BCE (TSX:BCE) is down 24% in the past year. The steep pullback has contrarian investors wondering if BCE stock is now undervalued and good to buy for a self-directed Tax-Free Savings Account (TFSA) targeting passive income or a Registered Retirement Savings Plan (RRSP) focused on high-yield dividend stocks.
BCE stock price
BCE trades for close to $46.50 at the time of writing. The stock hit a 10-year low of around $44 in April and is way off the $74 the share price reached at the peak in 2022.
BCE spends billions of dollars every year on network upgrades to ensure its customers have the wireless and wireline broadband capacity they need for work and entertainment.
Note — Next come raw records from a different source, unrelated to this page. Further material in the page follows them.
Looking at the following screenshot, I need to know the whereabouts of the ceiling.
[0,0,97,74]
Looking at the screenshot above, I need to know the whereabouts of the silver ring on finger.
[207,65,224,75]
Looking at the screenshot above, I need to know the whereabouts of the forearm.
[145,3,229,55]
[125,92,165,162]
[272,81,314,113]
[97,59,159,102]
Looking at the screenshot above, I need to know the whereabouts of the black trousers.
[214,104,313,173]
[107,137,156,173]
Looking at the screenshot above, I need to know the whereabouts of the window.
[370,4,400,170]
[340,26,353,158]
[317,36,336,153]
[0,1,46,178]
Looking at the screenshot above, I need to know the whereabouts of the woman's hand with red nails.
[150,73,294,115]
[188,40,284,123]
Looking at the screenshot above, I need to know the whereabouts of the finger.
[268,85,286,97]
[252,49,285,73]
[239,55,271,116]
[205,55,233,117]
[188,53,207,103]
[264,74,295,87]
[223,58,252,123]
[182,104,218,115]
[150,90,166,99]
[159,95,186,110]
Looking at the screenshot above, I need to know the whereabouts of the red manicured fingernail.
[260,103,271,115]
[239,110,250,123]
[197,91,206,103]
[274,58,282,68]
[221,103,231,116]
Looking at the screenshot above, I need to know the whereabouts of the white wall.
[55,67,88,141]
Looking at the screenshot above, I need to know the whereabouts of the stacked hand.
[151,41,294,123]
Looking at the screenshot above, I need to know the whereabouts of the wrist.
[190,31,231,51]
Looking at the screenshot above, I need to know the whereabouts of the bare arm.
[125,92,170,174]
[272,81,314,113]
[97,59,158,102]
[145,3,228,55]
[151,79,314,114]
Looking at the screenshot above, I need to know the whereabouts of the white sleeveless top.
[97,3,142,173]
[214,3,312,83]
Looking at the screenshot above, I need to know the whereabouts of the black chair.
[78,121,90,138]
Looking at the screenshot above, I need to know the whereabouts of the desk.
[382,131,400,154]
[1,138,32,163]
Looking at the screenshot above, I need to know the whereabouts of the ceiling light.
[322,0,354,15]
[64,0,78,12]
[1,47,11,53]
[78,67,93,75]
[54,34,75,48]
Funding for the projects partly comes from issuing debt or using credit lines. The jump in interest rates over the past two years has increased borrowing costs. This means more cash goes towards paying interest on loans, reducing profits and cutting into cash that could otherwise go to investors as dividends or directed to share buybacks. The steep rise in interest rates is the main reason investors dumped BCE stock over the past 24 months.
The Bank of Canada is expected to start cutting interest rates as early as this month. If that happens, and rate cuts continue through 2024 and into 2025, BCE should get some relief and could start to attract investors again who will see rates they are getting on safer Guaranteed Investment Certificates start to decline.
BCE has some operational challenges as well, but the management team is adjusting costs to address the concerns. BCE announced job cuts in the range of 6,000 positions over the past year. Falling revenue in the media group is one driver of the reduction. BCE closed or sold several radio stations and scaled back programming across the television segment. Digital revenues in the media group are on the rise and the worst could be over for the division as year-over-year first-quarter revenue was higher for the first time since 2022.
Upside
Financial guidance for 2024 shows revenue coming in relatively flat or a bit higher compared to last year. Adjusted earnings before interest, taxes, depreciation, and amortization (EBITDA) should rise by up to 4.5% this year. BCE increased the dividend by 3.1% for 2024. This suggests the board is comfortable with the revenue and earnings outlook despite the headwinds from high interest rates and challenges in the media business.
Dividend safety
At the current share price BCE’s dividend provides a yield of 8.5%. When yields get this high the market is often signalling the anticipation of a cut to the distribution. No dividend is 100% safe. However, it is unlikely BCE will trim the the payout. The company has a strong balance sheet and the headcount reductions will meaningfully lower operating costs for next year. The anticipated decline in borrowing costs should also help in 2025 and beyond.
BCE gets most of its revenue from mobile and internet service subscriptions that businesses and households require regardless of the state of the economy, so it should hold up well if there is a recession.
The bottom line on BCE stock
Additional downside is possible in the near term. The broader market is due for a pullback after a strong start to the year, and any indications that the Bank of Canada will have to keep interest rates high for longer than anticipated could also send BCE to a new 2024 low.
That being said, most of the bad news should be priced into the stock at this level. Further weakness should be a good opportunity for buy-and-hold investors to add to a position.
The steady financial guidance suggests the stock is probably oversold and gives investors confidence in the sustainability of the dividend. At a dividend yield of 8.5% BCE doesn’t even have to rise much to deliver an attractive long-term return. If you have some cash to put to work in a portfolio focused on high-yield dividend stocks, BCE deserves to be on your radar right now.